The men appeared in the Gore District Court yesterday in relation to the spotlighting incident, which gained national media attention in November.
Shannon James Ferris, 24, farmer, of Invercargill, was convicted of unlawful hunting at Piano Flat on November 17 and 21 and unlawful possession of a firearm.
Daniel Cyril Peterson, 25, builder, of Gore, was convicted of unlawful hunting at Piano Flat on November 17.
Judge Michael Turner said the offending was serious and arrogant, with the two men seemingly unconcerned about other people in the area.
He remanded them until November 5 for sentencing.
The police summary of facts says neither of the men had a permit to hunt in the DOC area, where it is illegal to hunt after dark and to use spotlights to shoot wild deer in the area.
The two men were in a 4WD vehicle on Piano Flat Rd, which runs through the native bush reserve, hunting possums with a spotlight.
About 2.20am they returned to the main camping ground area where they shone their spotlight at the DOC rangers, who were wearing headlamps to sort their gear at the back of one of the holiday homes in the area after monitoring native bats in the area, the summary says.

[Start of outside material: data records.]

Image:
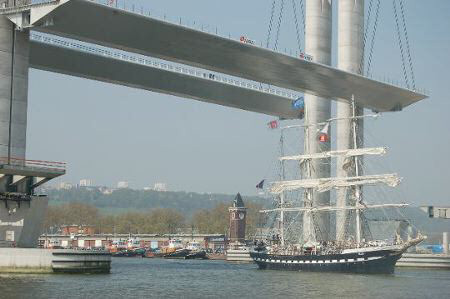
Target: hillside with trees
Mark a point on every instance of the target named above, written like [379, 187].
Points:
[129, 200]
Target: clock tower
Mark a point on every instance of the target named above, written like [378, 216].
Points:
[238, 217]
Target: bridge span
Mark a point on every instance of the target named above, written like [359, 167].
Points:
[133, 32]
[50, 54]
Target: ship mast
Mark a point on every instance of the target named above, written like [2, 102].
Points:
[283, 177]
[357, 187]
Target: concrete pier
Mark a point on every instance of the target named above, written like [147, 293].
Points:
[318, 33]
[14, 57]
[445, 243]
[27, 260]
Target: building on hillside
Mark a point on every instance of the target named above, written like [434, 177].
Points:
[122, 185]
[161, 187]
[68, 230]
[64, 186]
[86, 183]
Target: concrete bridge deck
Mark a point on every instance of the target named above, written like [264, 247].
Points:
[133, 32]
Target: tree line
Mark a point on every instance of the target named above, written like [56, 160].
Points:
[213, 220]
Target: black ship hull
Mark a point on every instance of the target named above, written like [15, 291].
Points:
[376, 262]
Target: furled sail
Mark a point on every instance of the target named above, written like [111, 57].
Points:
[326, 184]
[344, 153]
[335, 208]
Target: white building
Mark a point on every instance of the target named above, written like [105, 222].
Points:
[64, 186]
[162, 187]
[86, 183]
[122, 185]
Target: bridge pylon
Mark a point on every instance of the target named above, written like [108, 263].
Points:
[21, 211]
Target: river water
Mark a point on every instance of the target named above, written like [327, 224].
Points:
[157, 278]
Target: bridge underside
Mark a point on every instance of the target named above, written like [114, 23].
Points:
[55, 59]
[100, 24]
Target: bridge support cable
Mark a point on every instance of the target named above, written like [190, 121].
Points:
[297, 29]
[372, 42]
[408, 50]
[280, 19]
[269, 33]
[366, 31]
[400, 43]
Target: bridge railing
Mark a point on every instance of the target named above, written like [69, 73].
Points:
[133, 58]
[49, 165]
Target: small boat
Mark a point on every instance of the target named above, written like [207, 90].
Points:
[196, 255]
[177, 254]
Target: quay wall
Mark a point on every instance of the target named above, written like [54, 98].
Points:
[34, 260]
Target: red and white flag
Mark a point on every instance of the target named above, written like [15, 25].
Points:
[324, 133]
[273, 124]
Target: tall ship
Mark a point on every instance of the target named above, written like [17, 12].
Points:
[302, 237]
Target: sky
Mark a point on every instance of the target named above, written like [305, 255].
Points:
[111, 133]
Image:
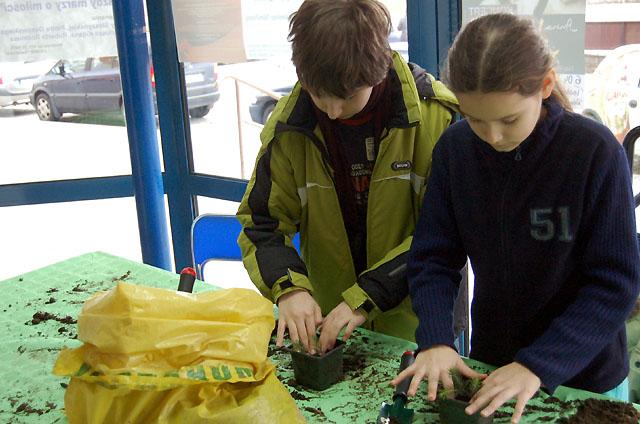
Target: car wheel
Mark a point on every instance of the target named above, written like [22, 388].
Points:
[44, 108]
[199, 112]
[266, 113]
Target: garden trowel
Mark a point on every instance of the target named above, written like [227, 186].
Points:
[397, 412]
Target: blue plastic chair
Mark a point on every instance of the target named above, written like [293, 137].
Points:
[215, 238]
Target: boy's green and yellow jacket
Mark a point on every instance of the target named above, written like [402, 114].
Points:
[292, 190]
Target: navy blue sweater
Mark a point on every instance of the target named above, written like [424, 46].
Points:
[550, 231]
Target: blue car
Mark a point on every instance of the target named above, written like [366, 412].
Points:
[93, 84]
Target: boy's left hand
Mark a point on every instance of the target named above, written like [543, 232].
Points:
[338, 318]
[505, 383]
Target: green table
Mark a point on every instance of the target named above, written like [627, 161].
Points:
[38, 319]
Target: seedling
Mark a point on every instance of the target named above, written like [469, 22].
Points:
[317, 371]
[298, 346]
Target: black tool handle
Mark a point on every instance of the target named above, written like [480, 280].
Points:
[187, 278]
[402, 388]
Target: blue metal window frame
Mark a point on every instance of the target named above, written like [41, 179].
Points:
[432, 25]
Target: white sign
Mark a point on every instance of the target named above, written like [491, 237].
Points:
[56, 29]
[208, 31]
[573, 85]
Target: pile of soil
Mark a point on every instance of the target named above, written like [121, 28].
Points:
[597, 411]
[42, 316]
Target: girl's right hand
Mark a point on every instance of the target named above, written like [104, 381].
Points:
[434, 365]
[299, 312]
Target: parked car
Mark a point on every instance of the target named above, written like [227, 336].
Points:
[16, 80]
[261, 109]
[93, 84]
[614, 91]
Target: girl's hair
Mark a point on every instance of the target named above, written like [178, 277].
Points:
[500, 53]
[339, 46]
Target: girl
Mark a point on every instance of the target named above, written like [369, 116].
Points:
[540, 200]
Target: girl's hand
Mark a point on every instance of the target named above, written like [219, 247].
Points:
[340, 317]
[300, 313]
[505, 383]
[434, 365]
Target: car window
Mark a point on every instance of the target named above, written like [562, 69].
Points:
[70, 67]
[103, 63]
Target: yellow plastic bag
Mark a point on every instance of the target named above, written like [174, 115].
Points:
[158, 356]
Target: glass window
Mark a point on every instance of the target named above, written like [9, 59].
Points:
[226, 133]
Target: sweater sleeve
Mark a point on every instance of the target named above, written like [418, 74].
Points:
[610, 270]
[435, 259]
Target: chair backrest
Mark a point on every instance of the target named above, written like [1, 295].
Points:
[215, 237]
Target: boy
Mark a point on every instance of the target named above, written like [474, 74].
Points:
[344, 161]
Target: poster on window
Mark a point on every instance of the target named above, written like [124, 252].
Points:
[209, 31]
[563, 24]
[42, 29]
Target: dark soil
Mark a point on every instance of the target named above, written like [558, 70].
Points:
[597, 411]
[25, 408]
[122, 277]
[298, 396]
[40, 317]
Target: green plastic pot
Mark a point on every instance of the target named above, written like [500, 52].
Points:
[452, 412]
[318, 372]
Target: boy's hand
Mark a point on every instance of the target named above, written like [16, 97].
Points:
[338, 318]
[505, 383]
[300, 313]
[434, 365]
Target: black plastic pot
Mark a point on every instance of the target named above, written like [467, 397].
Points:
[318, 372]
[452, 412]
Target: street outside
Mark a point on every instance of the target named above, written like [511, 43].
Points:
[96, 145]
[81, 146]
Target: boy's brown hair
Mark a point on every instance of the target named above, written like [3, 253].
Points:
[500, 53]
[340, 45]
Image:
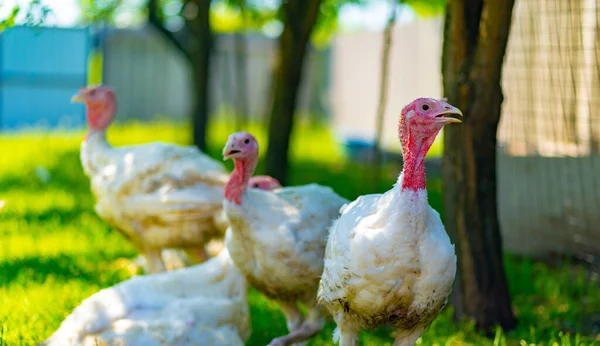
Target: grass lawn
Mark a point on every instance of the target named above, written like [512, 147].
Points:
[54, 251]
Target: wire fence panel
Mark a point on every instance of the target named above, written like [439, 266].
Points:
[549, 167]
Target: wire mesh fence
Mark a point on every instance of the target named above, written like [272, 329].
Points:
[549, 163]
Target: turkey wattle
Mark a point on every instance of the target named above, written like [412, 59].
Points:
[388, 258]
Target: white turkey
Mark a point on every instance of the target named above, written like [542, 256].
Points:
[158, 195]
[205, 304]
[278, 238]
[388, 258]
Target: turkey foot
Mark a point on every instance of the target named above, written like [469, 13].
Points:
[155, 261]
[310, 327]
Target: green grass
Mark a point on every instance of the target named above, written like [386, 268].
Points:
[55, 252]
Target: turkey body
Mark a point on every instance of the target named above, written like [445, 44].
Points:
[388, 260]
[278, 238]
[157, 195]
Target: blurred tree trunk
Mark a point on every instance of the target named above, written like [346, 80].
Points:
[195, 42]
[475, 39]
[241, 78]
[299, 20]
[383, 90]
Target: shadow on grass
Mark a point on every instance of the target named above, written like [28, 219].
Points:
[60, 216]
[59, 268]
[66, 175]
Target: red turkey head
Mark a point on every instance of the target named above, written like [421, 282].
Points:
[420, 122]
[423, 119]
[241, 146]
[100, 103]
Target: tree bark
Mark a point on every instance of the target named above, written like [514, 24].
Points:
[195, 42]
[201, 51]
[299, 20]
[241, 77]
[475, 39]
[383, 91]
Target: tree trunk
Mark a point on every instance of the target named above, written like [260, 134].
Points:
[241, 77]
[195, 42]
[383, 91]
[299, 19]
[200, 54]
[475, 39]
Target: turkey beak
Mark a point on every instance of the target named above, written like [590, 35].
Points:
[443, 117]
[228, 153]
[77, 98]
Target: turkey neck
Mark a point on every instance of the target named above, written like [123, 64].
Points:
[413, 172]
[99, 116]
[238, 180]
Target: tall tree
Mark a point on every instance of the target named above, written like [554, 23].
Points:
[475, 38]
[195, 42]
[299, 18]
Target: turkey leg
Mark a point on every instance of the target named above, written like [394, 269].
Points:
[314, 323]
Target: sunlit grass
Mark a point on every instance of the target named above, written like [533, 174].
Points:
[55, 251]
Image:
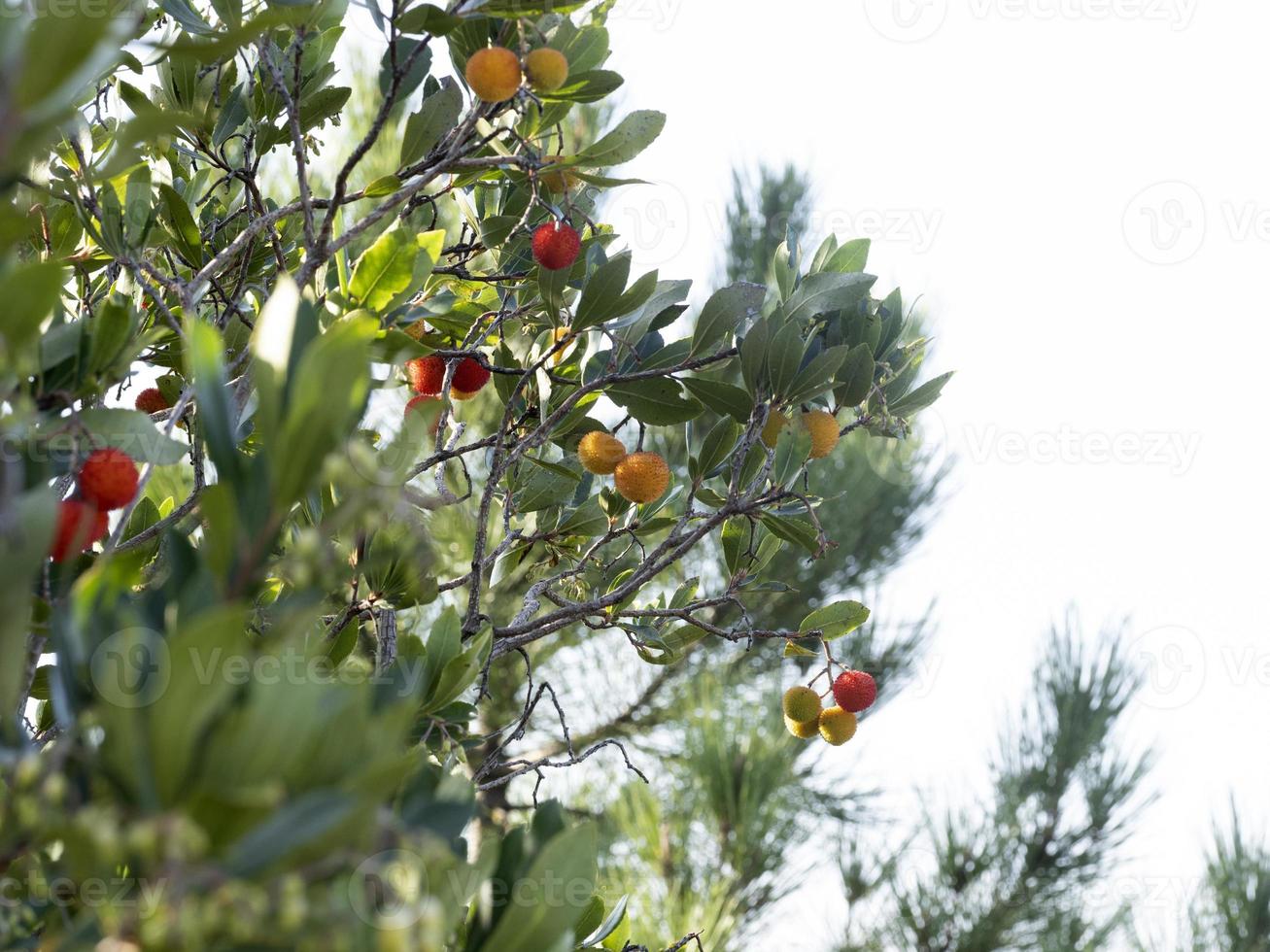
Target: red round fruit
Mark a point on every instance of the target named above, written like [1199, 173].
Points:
[108, 479]
[153, 401]
[855, 691]
[426, 375]
[79, 526]
[555, 245]
[468, 376]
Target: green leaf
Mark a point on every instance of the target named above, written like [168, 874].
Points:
[852, 256]
[606, 928]
[29, 292]
[602, 293]
[797, 530]
[550, 895]
[24, 537]
[921, 397]
[205, 356]
[177, 218]
[113, 326]
[753, 356]
[794, 650]
[836, 620]
[187, 17]
[728, 311]
[715, 448]
[586, 86]
[555, 467]
[784, 356]
[292, 827]
[529, 8]
[435, 117]
[817, 375]
[459, 673]
[793, 447]
[824, 292]
[385, 269]
[587, 520]
[427, 17]
[737, 536]
[383, 186]
[856, 376]
[542, 489]
[658, 401]
[135, 433]
[633, 135]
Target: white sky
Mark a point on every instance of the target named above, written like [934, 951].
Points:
[1108, 333]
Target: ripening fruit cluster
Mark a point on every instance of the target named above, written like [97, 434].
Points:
[153, 401]
[557, 245]
[427, 376]
[819, 425]
[107, 480]
[640, 477]
[495, 74]
[804, 717]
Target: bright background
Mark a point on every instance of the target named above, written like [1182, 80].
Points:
[1079, 190]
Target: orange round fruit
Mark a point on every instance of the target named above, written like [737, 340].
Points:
[493, 74]
[546, 69]
[824, 431]
[837, 727]
[641, 477]
[600, 452]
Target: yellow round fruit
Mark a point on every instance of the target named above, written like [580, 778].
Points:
[824, 431]
[801, 703]
[803, 730]
[641, 477]
[547, 69]
[837, 727]
[600, 452]
[772, 428]
[493, 74]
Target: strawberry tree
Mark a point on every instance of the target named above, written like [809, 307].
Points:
[244, 381]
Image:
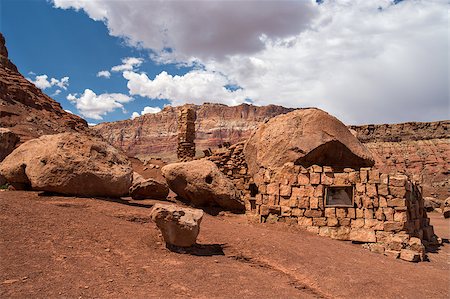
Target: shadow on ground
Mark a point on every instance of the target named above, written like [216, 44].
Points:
[199, 249]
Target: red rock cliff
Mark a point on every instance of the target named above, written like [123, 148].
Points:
[156, 134]
[25, 109]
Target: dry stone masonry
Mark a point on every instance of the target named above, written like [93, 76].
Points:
[186, 134]
[384, 211]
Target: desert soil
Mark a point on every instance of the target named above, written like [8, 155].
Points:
[53, 246]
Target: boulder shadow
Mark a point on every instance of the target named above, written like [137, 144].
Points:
[199, 249]
[110, 199]
[435, 248]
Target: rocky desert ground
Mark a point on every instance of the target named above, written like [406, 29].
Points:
[211, 201]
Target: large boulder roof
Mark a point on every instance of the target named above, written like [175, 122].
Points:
[305, 137]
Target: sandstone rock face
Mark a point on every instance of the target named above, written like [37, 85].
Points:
[305, 137]
[8, 141]
[149, 188]
[446, 208]
[4, 60]
[179, 226]
[156, 134]
[202, 184]
[26, 110]
[418, 149]
[69, 163]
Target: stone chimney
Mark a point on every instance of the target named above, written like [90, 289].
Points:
[186, 133]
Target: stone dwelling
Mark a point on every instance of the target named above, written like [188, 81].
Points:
[306, 168]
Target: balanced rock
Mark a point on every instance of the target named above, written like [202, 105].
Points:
[305, 137]
[179, 226]
[149, 188]
[69, 163]
[8, 141]
[202, 184]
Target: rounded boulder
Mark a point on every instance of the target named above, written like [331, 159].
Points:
[305, 137]
[179, 226]
[201, 183]
[69, 163]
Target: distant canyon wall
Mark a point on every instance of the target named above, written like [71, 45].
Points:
[156, 134]
[415, 148]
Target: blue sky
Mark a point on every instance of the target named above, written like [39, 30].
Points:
[59, 43]
[378, 61]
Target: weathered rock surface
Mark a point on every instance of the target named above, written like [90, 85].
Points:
[8, 141]
[305, 137]
[202, 184]
[179, 226]
[26, 110]
[69, 163]
[446, 208]
[156, 134]
[431, 203]
[149, 188]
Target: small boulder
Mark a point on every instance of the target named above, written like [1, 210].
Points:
[179, 226]
[8, 141]
[69, 163]
[202, 184]
[446, 208]
[410, 255]
[149, 188]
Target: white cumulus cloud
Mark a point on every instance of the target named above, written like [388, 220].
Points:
[128, 64]
[196, 87]
[94, 106]
[146, 110]
[104, 74]
[42, 82]
[199, 28]
[363, 61]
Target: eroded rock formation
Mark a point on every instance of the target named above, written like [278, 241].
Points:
[179, 226]
[26, 110]
[69, 163]
[156, 134]
[202, 184]
[305, 137]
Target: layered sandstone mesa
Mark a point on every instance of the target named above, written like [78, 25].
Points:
[305, 137]
[186, 134]
[69, 163]
[8, 141]
[26, 110]
[156, 134]
[422, 150]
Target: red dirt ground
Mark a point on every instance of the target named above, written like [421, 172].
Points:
[54, 246]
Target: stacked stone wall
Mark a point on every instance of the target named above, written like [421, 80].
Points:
[231, 161]
[387, 214]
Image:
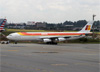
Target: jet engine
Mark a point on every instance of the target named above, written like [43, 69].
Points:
[46, 40]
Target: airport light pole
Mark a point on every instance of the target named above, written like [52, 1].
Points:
[93, 25]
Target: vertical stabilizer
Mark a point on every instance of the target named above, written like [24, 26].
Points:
[87, 27]
[2, 24]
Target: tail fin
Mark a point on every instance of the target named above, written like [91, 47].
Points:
[87, 27]
[2, 24]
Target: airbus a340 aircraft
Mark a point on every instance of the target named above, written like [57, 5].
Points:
[2, 25]
[51, 37]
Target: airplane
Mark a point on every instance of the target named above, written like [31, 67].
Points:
[51, 37]
[2, 24]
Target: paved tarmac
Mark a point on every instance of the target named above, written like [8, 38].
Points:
[49, 58]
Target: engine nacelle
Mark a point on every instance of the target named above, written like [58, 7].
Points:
[61, 39]
[46, 40]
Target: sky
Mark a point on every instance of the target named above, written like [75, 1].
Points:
[51, 11]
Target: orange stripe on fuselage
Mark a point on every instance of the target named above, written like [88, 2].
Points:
[49, 34]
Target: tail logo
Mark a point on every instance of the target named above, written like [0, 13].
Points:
[88, 27]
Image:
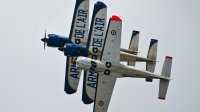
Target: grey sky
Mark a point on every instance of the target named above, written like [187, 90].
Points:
[32, 80]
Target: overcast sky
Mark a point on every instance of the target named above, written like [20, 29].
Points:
[32, 80]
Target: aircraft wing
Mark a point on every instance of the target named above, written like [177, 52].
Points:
[97, 29]
[104, 91]
[112, 44]
[72, 76]
[80, 23]
[95, 43]
[110, 54]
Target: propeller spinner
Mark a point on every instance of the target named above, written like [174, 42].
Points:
[44, 39]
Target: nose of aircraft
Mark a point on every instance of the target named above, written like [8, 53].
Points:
[60, 48]
[43, 39]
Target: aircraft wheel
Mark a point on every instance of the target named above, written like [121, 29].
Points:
[94, 56]
[107, 72]
[108, 64]
[95, 50]
[77, 41]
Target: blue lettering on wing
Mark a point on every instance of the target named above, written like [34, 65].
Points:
[97, 42]
[99, 27]
[80, 23]
[79, 33]
[73, 71]
[92, 79]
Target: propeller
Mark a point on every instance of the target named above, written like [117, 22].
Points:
[60, 48]
[44, 39]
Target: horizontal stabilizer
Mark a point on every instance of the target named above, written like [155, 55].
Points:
[166, 71]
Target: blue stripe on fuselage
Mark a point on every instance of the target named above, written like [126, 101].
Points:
[72, 72]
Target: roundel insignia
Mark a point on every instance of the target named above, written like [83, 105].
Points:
[113, 32]
[101, 103]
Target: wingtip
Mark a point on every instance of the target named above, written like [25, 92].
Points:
[115, 18]
[101, 4]
[169, 57]
[161, 98]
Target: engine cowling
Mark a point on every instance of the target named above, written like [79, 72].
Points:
[54, 40]
[75, 50]
[89, 64]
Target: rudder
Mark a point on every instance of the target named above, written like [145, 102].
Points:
[166, 72]
[152, 54]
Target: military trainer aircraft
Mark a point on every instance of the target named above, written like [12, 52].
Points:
[109, 67]
[82, 42]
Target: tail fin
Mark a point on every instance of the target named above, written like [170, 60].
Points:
[166, 72]
[152, 54]
[134, 45]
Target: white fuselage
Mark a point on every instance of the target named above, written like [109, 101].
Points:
[124, 71]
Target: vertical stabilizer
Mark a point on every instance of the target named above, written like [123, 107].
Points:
[166, 72]
[134, 43]
[152, 54]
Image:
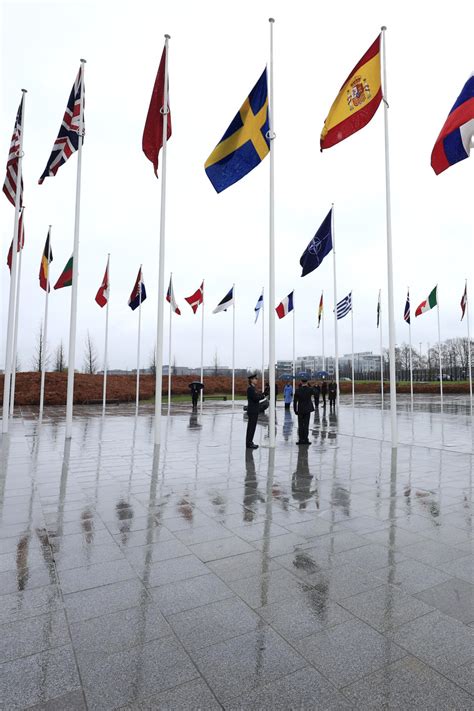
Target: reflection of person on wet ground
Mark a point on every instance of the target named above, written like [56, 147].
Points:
[301, 479]
[303, 407]
[288, 424]
[251, 494]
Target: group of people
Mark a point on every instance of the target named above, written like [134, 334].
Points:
[303, 398]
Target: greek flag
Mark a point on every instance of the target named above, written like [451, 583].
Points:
[344, 306]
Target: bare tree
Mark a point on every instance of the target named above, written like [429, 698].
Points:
[60, 359]
[40, 355]
[90, 356]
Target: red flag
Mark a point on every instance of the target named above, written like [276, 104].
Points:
[152, 139]
[21, 240]
[464, 302]
[102, 295]
[197, 298]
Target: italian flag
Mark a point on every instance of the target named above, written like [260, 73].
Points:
[66, 277]
[428, 304]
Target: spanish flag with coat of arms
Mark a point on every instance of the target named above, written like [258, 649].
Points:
[357, 101]
[245, 143]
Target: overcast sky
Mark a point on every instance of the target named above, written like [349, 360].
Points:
[217, 52]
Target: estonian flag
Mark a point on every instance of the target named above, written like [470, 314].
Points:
[319, 247]
[226, 302]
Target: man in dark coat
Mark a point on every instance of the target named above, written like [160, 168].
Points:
[303, 406]
[253, 408]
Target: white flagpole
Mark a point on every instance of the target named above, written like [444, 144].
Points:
[202, 345]
[45, 331]
[104, 393]
[75, 271]
[294, 349]
[271, 295]
[439, 353]
[233, 346]
[11, 300]
[322, 320]
[161, 264]
[352, 340]
[336, 359]
[381, 345]
[391, 313]
[263, 341]
[411, 362]
[469, 350]
[169, 349]
[15, 336]
[137, 396]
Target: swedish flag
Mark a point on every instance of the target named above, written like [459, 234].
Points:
[245, 143]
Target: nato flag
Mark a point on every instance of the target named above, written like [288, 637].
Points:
[319, 247]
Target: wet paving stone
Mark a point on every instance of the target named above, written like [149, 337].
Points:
[198, 575]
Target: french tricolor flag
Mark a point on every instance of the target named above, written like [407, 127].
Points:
[285, 306]
[454, 142]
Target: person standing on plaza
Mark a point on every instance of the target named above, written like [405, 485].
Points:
[253, 408]
[324, 391]
[303, 406]
[332, 394]
[288, 395]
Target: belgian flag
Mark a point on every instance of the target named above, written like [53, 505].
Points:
[65, 278]
[46, 260]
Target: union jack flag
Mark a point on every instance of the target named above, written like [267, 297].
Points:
[9, 186]
[67, 141]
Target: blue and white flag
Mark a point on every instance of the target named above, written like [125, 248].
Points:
[258, 306]
[226, 302]
[344, 306]
[319, 247]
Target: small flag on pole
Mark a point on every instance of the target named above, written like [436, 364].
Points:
[344, 306]
[102, 295]
[152, 140]
[170, 298]
[258, 306]
[196, 299]
[357, 101]
[11, 178]
[285, 306]
[319, 247]
[320, 309]
[428, 304]
[65, 278]
[245, 143]
[46, 260]
[67, 141]
[464, 302]
[226, 302]
[406, 313]
[21, 240]
[138, 294]
[454, 142]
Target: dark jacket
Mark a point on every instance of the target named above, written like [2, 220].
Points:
[253, 399]
[303, 400]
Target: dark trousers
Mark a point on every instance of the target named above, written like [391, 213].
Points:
[251, 425]
[303, 427]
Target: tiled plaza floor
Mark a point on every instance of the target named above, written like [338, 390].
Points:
[203, 576]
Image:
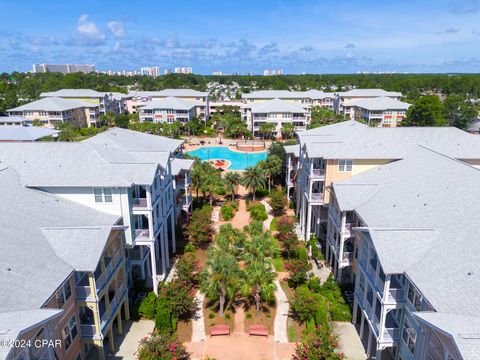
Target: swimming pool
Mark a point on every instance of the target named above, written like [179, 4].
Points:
[239, 160]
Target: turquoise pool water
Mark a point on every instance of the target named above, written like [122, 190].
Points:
[239, 160]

A short time later Ferris shot two wild deer near the camping ground, using a rifle belonging to Peterson.
One of the rangers approached the defendants to speak to them but Ferris was aggressive and was not concerned when told that people were in the bush, the summary says.
DOC removed the rangers from the bush and Ferris shot at several deer close to where they had been working.
After the court hearing, DOC principal compliance officer Alan Christie said the organisation was pleased with the guilty pleas.
"Conservation land is for all Kiwis. You don't know who may be present in the bush around you and for that reason spotlight hunting is prohibited."
Spotlighting in public areas was a problem and Christie acknowledged the work of Southland police in combating the practice.
"If people want to go hunting on public conservation land they just have to obtain a hunting permit and if they do that they'll be aware of the terms and conditions around spotlighting."
Senior Constable Adam Roberts, of Riversdale, said the incident was extremely concerning.
"This is an example of the sheer carelessness and blatant disregard for others who enjoy the outdoors and it could have led to injuries, if not death."